图查询

图对象构建完成后，可进行图查询操作。查询是指获取图的 元信息 和 数据信息, 不涉及复杂的计算和采样逻辑。

1. Meta查询

元信息指图结构和统计类型的信息，包括图的拓扑结构、顶点总数、边与顶点分布情况、顶点的最大出入度等。

1.1 拓扑结构

def get_topology()
""" 获取图的拓扑结构
返回类型为dict，其中key为edge_type，value包含src_type, dst_type两个属性。
"""

如下所示的异构图，获取其拓扑结构及返回结果格式参见示例代码。

图1 图的拓扑信息

g = Graph(...)
g.init(...)
topo = g.get_topology()
topo.print_all()

"""
egde_type:buy, src_type:user, dst_type:item
egde_type:click, src_type:user, dst_type:item
egde_type:swing, src_type:item, dst_type:item
"""

1.2 出入度分布

待更新。

2. 数据查询

GL有两个基本的数据类型： Nodes 和 Edges 。遍历、查询、采样操作的返回对象是一个batch的顶点或边。
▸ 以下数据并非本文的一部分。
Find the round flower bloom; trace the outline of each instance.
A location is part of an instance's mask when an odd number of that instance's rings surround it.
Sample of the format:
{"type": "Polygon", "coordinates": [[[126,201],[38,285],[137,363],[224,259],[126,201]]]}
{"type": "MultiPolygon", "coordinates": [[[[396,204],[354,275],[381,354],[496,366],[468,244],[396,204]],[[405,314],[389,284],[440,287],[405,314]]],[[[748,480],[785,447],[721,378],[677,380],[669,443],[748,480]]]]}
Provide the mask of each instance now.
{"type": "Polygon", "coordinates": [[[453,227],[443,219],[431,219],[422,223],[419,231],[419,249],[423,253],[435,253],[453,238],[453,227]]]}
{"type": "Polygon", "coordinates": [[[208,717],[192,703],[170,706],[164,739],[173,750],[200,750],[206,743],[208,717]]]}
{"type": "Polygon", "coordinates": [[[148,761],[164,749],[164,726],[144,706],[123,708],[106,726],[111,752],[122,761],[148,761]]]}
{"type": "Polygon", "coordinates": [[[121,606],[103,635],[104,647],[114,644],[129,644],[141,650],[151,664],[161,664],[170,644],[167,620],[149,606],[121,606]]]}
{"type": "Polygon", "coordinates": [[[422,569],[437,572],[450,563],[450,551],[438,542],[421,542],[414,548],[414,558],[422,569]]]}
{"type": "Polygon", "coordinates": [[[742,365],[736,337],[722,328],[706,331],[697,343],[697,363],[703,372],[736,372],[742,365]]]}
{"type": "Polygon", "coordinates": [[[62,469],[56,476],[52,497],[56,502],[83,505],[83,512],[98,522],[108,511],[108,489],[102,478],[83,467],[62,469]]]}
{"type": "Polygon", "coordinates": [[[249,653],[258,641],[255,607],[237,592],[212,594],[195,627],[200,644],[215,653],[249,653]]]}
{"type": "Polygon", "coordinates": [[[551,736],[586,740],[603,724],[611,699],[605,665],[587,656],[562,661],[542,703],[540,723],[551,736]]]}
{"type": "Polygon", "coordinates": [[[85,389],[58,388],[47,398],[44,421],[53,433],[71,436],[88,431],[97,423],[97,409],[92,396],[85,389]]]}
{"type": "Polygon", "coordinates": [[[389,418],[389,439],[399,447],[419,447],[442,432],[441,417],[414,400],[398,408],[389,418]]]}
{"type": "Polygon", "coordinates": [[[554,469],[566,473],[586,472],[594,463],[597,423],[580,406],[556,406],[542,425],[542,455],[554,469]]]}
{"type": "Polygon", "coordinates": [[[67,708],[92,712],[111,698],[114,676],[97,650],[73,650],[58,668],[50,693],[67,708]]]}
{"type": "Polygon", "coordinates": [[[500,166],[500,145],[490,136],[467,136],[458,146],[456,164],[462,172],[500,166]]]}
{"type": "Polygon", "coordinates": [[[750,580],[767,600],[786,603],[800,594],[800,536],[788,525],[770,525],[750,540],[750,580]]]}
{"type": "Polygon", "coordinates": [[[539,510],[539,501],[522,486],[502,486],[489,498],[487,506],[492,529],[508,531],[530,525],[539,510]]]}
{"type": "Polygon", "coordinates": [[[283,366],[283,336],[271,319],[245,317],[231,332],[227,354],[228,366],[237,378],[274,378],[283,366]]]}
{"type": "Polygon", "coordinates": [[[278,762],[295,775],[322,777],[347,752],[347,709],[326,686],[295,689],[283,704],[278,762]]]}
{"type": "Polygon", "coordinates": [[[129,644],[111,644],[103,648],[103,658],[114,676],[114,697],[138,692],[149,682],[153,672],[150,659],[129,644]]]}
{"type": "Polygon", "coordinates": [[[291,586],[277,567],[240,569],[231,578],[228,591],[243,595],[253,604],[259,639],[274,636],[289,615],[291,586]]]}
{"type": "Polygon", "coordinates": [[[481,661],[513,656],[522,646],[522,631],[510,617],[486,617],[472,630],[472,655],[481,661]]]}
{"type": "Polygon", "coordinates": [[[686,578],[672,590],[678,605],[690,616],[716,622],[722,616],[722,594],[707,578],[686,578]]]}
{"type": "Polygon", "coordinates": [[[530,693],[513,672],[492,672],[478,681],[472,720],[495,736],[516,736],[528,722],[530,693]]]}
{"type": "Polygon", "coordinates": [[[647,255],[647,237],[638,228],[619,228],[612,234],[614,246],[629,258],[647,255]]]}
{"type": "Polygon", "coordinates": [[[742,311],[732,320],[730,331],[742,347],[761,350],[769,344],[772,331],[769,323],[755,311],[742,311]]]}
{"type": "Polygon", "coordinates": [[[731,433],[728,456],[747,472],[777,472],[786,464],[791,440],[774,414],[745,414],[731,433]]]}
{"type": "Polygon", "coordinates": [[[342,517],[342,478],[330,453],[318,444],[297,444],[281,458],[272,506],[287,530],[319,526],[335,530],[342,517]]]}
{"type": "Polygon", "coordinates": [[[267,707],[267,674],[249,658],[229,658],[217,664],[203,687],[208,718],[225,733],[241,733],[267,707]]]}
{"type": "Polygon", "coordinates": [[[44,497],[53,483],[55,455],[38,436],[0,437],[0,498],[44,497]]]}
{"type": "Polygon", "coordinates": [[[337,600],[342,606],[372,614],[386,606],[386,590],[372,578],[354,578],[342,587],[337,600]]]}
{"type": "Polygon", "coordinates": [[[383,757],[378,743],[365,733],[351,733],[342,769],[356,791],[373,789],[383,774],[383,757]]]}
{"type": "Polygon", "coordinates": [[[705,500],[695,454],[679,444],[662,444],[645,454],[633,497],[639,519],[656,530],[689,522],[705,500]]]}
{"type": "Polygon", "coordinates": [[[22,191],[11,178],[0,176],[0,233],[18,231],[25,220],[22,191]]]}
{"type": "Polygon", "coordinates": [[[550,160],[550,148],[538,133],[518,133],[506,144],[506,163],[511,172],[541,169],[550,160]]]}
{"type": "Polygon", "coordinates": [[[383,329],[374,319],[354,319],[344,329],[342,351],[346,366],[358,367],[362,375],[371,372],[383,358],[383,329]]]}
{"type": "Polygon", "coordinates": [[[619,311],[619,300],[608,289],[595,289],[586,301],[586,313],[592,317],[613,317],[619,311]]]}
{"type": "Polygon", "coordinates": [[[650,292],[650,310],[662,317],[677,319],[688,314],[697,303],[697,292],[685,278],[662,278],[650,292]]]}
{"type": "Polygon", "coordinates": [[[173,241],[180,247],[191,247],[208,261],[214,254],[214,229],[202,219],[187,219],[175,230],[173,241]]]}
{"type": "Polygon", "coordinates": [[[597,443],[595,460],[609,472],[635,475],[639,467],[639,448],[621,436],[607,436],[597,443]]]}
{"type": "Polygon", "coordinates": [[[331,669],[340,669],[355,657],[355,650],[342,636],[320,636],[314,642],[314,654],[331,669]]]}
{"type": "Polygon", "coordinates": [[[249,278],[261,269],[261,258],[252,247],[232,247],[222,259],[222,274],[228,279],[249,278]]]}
特别地，非对齐的采样返回的是两个基本数据类型的稀疏形式，分别为SparseNodes和SparseEdges。

其中Nodes 接口如下。

@property
def ids(self):
""" 顶点id，numpy.ndarray(int64) """

@property
def shape(self):
""" 顶点id的shape """

@property
def int_attrs(self):
""" int类型的属性，numpy.ndarray(int64)，shape为[ids.shape, int类型属性的个数] """

@property
def float_attrs(self):
""" float类型的属性，numpy.ndarray(float32)，shape为[ids.shape, float类型属性的个数] """

@property
def string_attrs(self):
""" string类型的属性，numpy.ndarray(string)，shape为[ids.shape, string类型属性的个数] """

@property
def weights(self):
""" 权重，numpy.ndarray(float32)，shape为ids.shape """

@property
def labels(self):
""" 标签，numpy.ndarray(int32)，shape为ids.shape """

Edges 接口与Nodes的区别为: 去掉了ids接口，增加了以下4个接口，用于访问源顶点和目的顶点。

@property
def src_nodes(self):
""" 源顶点Nodes对象 """

@property
def dst_nodes(self):
""" 目的顶点Nodes对象 """

@property
def src_ids(self):
""" 源顶点id，numpy.ndarray(int64) """

@property
def dst_ids(self):
""" 目的顶点id，numpy.ndarray(int64) """

在顶点和边遍历操作中，ids的shape为一维，大小为指定的batch size。在采样操作中，ids的shape为二维，大小为[输入数据的一维展开大小，当前采样个数]。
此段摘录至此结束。